Ninja Dave is a B-List Supe who is right on the cusp of making it to the big leagues. He’s really just an ordinary looking dude, someone you’d never even look at twice if you passed him in the supermarket, but he’s crazy good at martial arts stuff like Kung-Fu, Judo, Jujitsu, Ninjitsu, Kwan-Kea (whatever the hell that is), etc. He’s like one of those guys in the old Chinese Kung-Fu movies with the bad dubbing and hilariously exaggerated sound effects. He can’t maybe have a sword fight with three enemies at once while balancing on a half-bent bamboo trunk, but he can wall-walk up something like eighteen stories, can do backflips and forward flips at will, even do those crazy kung-fu jumps up to second floor balconies.

Somehow, and this has made both Dave and I question whether or not coincidences are a real, tangible thing or not, Ninja Dave has kicked the snot out of Dave Anderson seven times over the last twelve years. Nine, if you counted the two that Dave just suffered. Ninja Dave, he has no clue who Dave Anderson is, other than just another faceless henchman that needed a kick in the teeth, a karate chop across the neck, or maybe a quick three-strike knockout with the non-lethal rubber nunchaku Ninja Dave was famous for. To Dave Anderson, it’s personal.

“Well, lucky for you,” I say, doing my best to be serious, “Dr. Carbon has been pretty low key lately, so there’s almost zero chance of anyone more than a FedEx truck showing up.”

Almost is still a chance,” he said darkly.

We stood at attention for an hour, both of us lost within separate thoughts. Mine bounced around between Dave and his ex-wives, my predictably boring life, and wondering if I’d socked enough away to put in for my retirement. St. Something Or Other wasn’t a cheap place to live, but the way my brain and computer at home had calculated it, since the house and land was paid for, I could get by and live out the rest of my days.

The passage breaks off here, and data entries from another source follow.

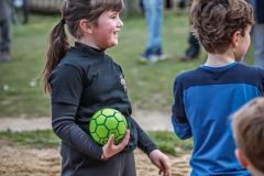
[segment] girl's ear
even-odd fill
[[[234,32],[234,34],[231,37],[231,44],[233,47],[238,47],[239,46],[239,37],[240,37],[241,33],[240,31]]]
[[[235,154],[238,161],[240,162],[241,167],[246,168],[249,163],[248,163],[248,158],[244,156],[242,151],[240,148],[237,148],[234,151],[234,154]]]
[[[85,33],[92,33],[91,24],[89,23],[88,20],[80,20],[79,28]]]

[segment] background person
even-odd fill
[[[232,118],[235,156],[253,176],[264,175],[264,98],[255,98]]]
[[[0,0],[0,62],[11,61],[11,0]]]

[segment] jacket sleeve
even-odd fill
[[[75,123],[77,107],[67,103],[52,105],[52,127],[55,134],[75,150],[94,157],[101,158],[102,146]]]

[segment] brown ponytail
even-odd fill
[[[62,20],[51,31],[48,36],[46,65],[42,72],[44,92],[51,95],[47,78],[56,68],[70,47],[64,24],[67,24],[69,34],[79,40],[84,33],[79,30],[79,21],[86,19],[89,23],[97,24],[98,18],[105,11],[121,12],[124,7],[123,0],[66,0],[61,9]]]
[[[64,29],[64,9],[66,2],[62,6],[62,20],[52,29],[48,36],[47,52],[46,52],[46,65],[42,72],[44,92],[51,95],[51,87],[47,82],[47,77],[56,68],[58,63],[65,56],[67,50],[70,47],[70,42]]]

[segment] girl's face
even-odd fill
[[[123,26],[119,12],[103,12],[94,25],[94,42],[98,48],[109,48],[118,45],[118,34]]]

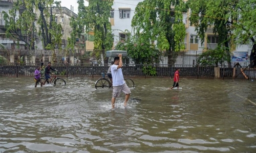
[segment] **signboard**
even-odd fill
[[[247,62],[248,52],[233,52],[232,53],[231,62]]]

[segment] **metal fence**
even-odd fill
[[[59,70],[59,75],[67,77],[100,77],[102,72],[107,72],[110,64],[103,61],[106,59],[104,57],[101,61],[95,60],[94,54],[94,50],[83,50],[68,52],[62,49],[2,49],[0,61],[1,58],[5,58],[8,62],[0,64],[0,75],[33,76],[33,72],[40,65],[41,60],[45,65],[47,62],[52,62],[52,66]],[[124,63],[122,71],[127,77],[173,77],[175,68],[180,67],[180,76],[183,78],[245,78],[240,68],[228,67],[227,64],[220,65],[218,73],[214,66],[197,65],[196,61],[200,54],[199,51],[181,52],[174,65],[164,64],[167,63],[166,59],[161,64]],[[106,63],[101,64],[101,62]],[[248,68],[247,65],[248,64],[242,65],[244,72],[249,78],[256,78],[255,69]]]
[[[25,64],[0,64],[0,76],[33,76],[37,66]],[[52,67],[58,70],[58,75],[65,77],[84,76],[101,77],[101,73],[106,73],[109,66],[95,66],[93,64],[83,65],[67,64],[52,64]],[[176,68],[181,68],[181,78],[220,78],[220,79],[245,79],[239,67],[216,67],[213,66],[202,67],[184,65],[136,65],[134,66],[124,66],[122,68],[125,77],[170,77],[173,78]],[[155,72],[151,73],[150,72]],[[256,79],[256,69],[247,68],[244,73],[249,79]]]

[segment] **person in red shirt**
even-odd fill
[[[177,68],[176,71],[174,73],[174,85],[173,87],[170,87],[169,89],[173,89],[174,87],[177,87],[179,89],[179,80],[180,79],[180,68]]]

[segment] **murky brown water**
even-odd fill
[[[132,78],[128,107],[97,79],[0,77],[1,152],[255,152],[256,81]]]

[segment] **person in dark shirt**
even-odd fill
[[[50,76],[50,73],[51,73],[50,70],[52,70],[53,71],[56,71],[56,70],[54,69],[51,67],[51,65],[52,64],[51,62],[48,62],[48,65],[47,65],[47,67],[46,67],[45,68],[45,76],[46,77],[46,80],[45,80],[45,82],[44,82],[43,85],[44,85],[47,80],[50,79],[49,83],[51,83],[52,81],[52,78],[51,78],[51,76]]]
[[[41,87],[42,86],[42,81],[40,79],[40,77],[41,76],[41,72],[40,72],[40,69],[41,66],[37,67],[34,73],[34,75],[35,75],[35,80],[36,81],[35,88],[36,88],[36,86],[37,86],[37,84],[39,82],[41,83]]]

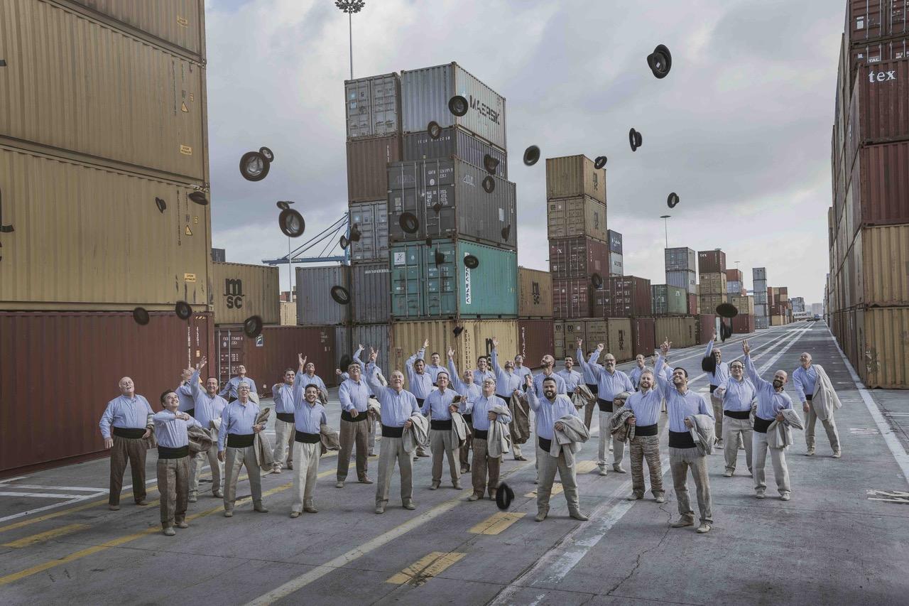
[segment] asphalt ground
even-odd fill
[[[468,502],[469,478],[462,479],[466,490],[454,490],[447,470],[442,488],[429,490],[431,460],[420,459],[414,473],[416,510],[401,507],[395,475],[388,509],[376,515],[375,484],[349,481],[335,489],[337,459],[329,454],[319,466],[319,513],[288,517],[292,477],[285,471],[263,478],[269,513],[253,512],[248,483],[241,481],[237,495],[247,498],[238,501],[234,518],[223,517],[222,500],[209,491],[190,504],[190,528],[165,537],[152,450],[147,507],[132,504],[127,473],[121,510],[107,510],[107,460],[0,480],[0,602],[909,602],[909,505],[874,500],[882,498],[874,490],[909,490],[905,435],[897,424],[909,417],[909,399],[904,392],[860,389],[823,323],[750,337],[765,378],[777,369],[791,372],[802,351],[827,369],[844,404],[836,415],[844,454],[830,457],[818,424],[817,454],[805,457],[804,434],[796,432],[786,452],[788,502],[775,498],[769,460],[768,498],[758,500],[744,451],[733,478],[723,477],[722,454],[711,456],[714,523],[707,534],[668,527],[677,511],[665,464],[664,416],[667,502],[654,503],[649,492],[627,501],[630,474],[597,475],[594,436],[579,453],[586,522],[568,518],[562,494],[553,495],[546,520],[534,521],[530,448],[524,449],[530,461],[507,455],[502,465],[503,480],[516,495],[504,513],[488,500]],[[741,339],[722,346],[725,361],[741,355]],[[674,350],[670,359],[689,371],[692,389],[706,394],[702,355],[696,348]],[[792,386],[786,389],[795,399]],[[333,402],[330,422],[337,427],[340,410]],[[376,460],[369,464],[373,480]],[[689,488],[694,492],[691,482]]]

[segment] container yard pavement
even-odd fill
[[[533,520],[533,460],[504,462],[516,497],[506,513],[489,500],[467,502],[470,490],[454,490],[447,480],[430,491],[431,462],[421,459],[414,473],[417,510],[401,508],[395,476],[389,507],[377,516],[375,485],[335,489],[337,459],[326,456],[319,513],[288,517],[285,471],[263,480],[269,513],[252,511],[244,481],[237,494],[247,498],[233,519],[221,515],[221,500],[204,494],[190,504],[190,528],[168,538],[155,506],[133,506],[126,497],[120,511],[107,510],[102,460],[0,483],[0,596],[5,604],[905,603],[909,505],[873,500],[880,497],[870,492],[909,490],[904,443],[888,425],[909,413],[905,398],[884,393],[890,415],[882,413],[870,399],[881,395],[860,392],[820,322],[763,330],[750,340],[756,366],[767,367],[764,377],[771,369],[791,372],[803,350],[827,369],[844,404],[836,417],[844,457],[829,456],[820,424],[814,457],[804,456],[804,434],[796,432],[786,453],[793,498],[784,502],[774,498],[770,469],[768,498],[758,500],[743,472],[744,451],[733,478],[723,477],[722,454],[713,455],[714,525],[706,535],[667,527],[677,515],[667,465],[664,505],[649,493],[626,501],[630,474],[596,475],[595,437],[580,452],[586,522],[567,517],[561,494],[554,494],[545,521]],[[740,341],[722,346],[725,361],[741,355]],[[701,355],[699,347],[670,358],[688,369],[693,389],[705,392]],[[329,409],[336,427],[336,402]],[[154,460],[151,451],[151,479]],[[376,469],[370,459],[373,479]],[[155,500],[154,480],[149,484]],[[39,508],[47,509],[23,515]]]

“Hey,” I said, breaking the silence. Mostly it was breaking the boredom of standing guard in front of a locked door that led to something sensitive, yet almost no one ever came in or out, at least on my shifts, and I worked the nine-to-five. “So, what happened up at the North Pole?”

“Dammit, Mike,” Dave said, refusing to look at me, “I told you not to bring that up.”

“What? The North Pole job? With Etemo and Explo-DAR… Oh. Oh, really?” I almost laughed out loud again, but I kept it in so Dave wouldn’t have to eat the humiliating icing on top of his already humble cake. “That bad, eh?”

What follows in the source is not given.